The field, which has yielded over 400mn barrels of oil equivalent during its life, is on track to shut down in the spring of 2022, Equinor said. It was discovered in 1981 and was brought on stream in 1989. It was the first project on the Norwegian continental shelf to use a floating production unit.
Output at Veslefrikk peaked in 1995 at over 81,300 barrels of oil equivalent/day of liquids and 410mn m3 of gas, but by last year it had fallen to 5,150 boe/d and 120mn m3.
Equinor and Veslefrikk's other partners, currently Petoro, Repsol and Wintershall Dea, have invested some Nkr 20bn ($2.35bn) in the field, and its production life has been extended several times. Under its first development plan, the field was due to cease activity as early as 2009.

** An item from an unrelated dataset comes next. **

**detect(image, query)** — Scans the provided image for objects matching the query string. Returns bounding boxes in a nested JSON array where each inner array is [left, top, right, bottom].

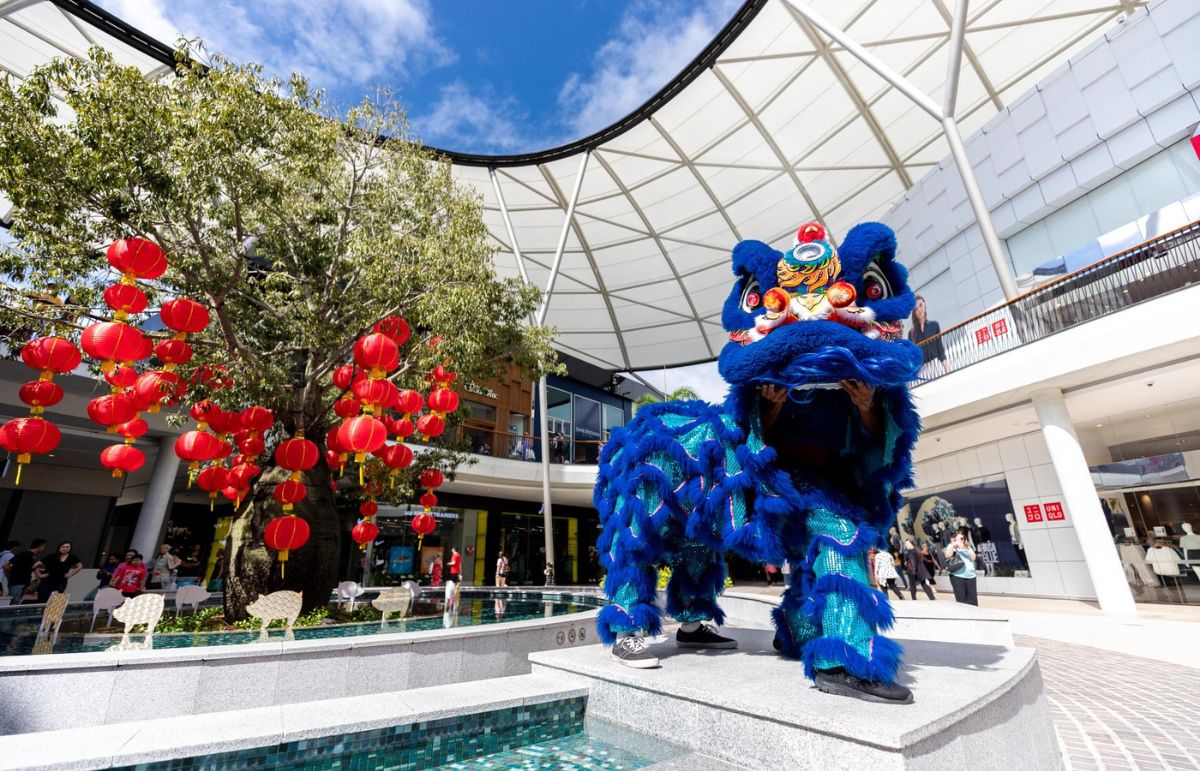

An environmental impact assessment has been undertaken, and a decommissioning plan was sent to authorities last autumn. The plugging of the field's 24 wells began in January, with Archer supplying rig operations and Baker Hughes and Ardyne most other drilling and well services.
Platform systems must also be shut down and cleaned, and pipelines cleaned and disconnected. The floating Veslefrikk B semi-submersible production platform will be towed to shore for dismantling in the autumn of 2022, while the Veslefrikk A fixed wellhead platform will be removed in 2025-26. Equinor will award contracts for work on Veslefrikk A in the first half of 2021, it said.